Night terrors. A sleep disorder which causes the subject to experience extreme terror and a temporary inability to regain consciousness. It’s like drowning in your sleep. No, it’s like being attacked by sharks in your sleep. It’s a condition that usually affects people with overly nervous dispositions, but that didn’t describe Mark at all. He is laidback, funny, and possessed of the sort of obnoxious overconfidence that only teenage boys and professional daredevils can get away with.

He stays in the Screaming Shack, which is painted midnight blue and is sound-proofed especially for zombies with night terrors. A sign next to the door says DON’T LOSE ANY SLEEP OVER IT. I read it several times as I stand on the stoop. It’s not a terribly funny sign, amusing at best, but I laugh anyway. Zombies are masters of the delayed response.

As I raise my hand to knock, the door opens and Mark is standing there, looking at me with raised eyebrows.

“Cali? Was that you laughing?”

“Yeah.”

“What’s funny?”

“Me. You. This.” I shrug my shoulders and Mark’s eyebrows go higher, almost disappearing in his shaggy brown hair.

“Second thoughts?”

“I’m here aren’t I.”

“Yes.” He abruptly steps aside to let me in, as if worried I might change my mind and bolt.

I enter the Shack. It’s a single room with a woodstove, a small kitchenette, and a bed pushed up against the far wall. The only light comes from a single lamp on a nightstand. Mark is dressed for bed in flannel pants and the DON’T FEAR THE SLEEPER t-shirt he made in the silk-screening class he is teaching this year.

“I swear I won’t try anything funny,” he says as we cross to the bed. It’s only a double, which means we’ll be lying close to each other. He notices the book in my hand. I hold it up. It’s a Stephen King hardcover, almost as big as a phone book.

“Don’t worry,” I tell him. “If you make any moves, I’ll just drop this on your crotch.”

“Fair enough,” he says, and crawls under the covers. I sit on the other side, lift my legs up. I hesitate a moment, then slip them under the sheets.

“So,” he says.

“So,” I say back. “Pleasant dreams.”

He laughs. “Yeah, right.”

Mark rolls onto his side. His elbow brushes my arm and he apologizes. I tell him it’s okay and open my book. I try to focus my eyes but the words seem to be surrounded by dark auras that make them hard to read. I have to blink several times to get through each page.

The auras expand as I read until at one point everything is swallowed in one enormous black cloud. I try to see though it, but there’s a pressure pulling me down. I struggle against it, and when I open my eyes I realize I’ve been asleep. I’m shocked at how simple it is. This thing everyone else takes for granted. One moment you’re awake, the next you’re waking up.
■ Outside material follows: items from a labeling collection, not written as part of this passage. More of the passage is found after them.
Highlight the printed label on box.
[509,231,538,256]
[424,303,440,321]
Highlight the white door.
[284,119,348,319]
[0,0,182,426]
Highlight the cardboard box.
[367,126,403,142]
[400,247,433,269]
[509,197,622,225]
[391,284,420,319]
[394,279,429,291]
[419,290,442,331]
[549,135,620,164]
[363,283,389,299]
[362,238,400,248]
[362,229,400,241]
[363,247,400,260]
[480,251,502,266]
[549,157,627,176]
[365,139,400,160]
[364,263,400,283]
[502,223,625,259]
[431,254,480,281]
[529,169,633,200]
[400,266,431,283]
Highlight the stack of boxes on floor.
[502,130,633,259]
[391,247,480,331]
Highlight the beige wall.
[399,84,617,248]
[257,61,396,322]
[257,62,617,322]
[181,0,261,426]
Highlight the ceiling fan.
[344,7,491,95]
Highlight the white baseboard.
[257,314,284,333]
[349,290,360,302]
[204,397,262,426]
I’ve been asleep and I’m no longer holding the book. I’m holding Mark. Curled up next to him, my arms wrapped around his middle. My head is pressed against his back, and I can feel the rise and fall of his breathing.

There are no straight lines in sleep. People curl into commas, nestled together like spoons in a kitchen drawer. There is comfort in curves. More comfort than I expected. I’ll just lie here, I tell myself. I won’t do anything. Mark is asleep, and I don’t want to wake him.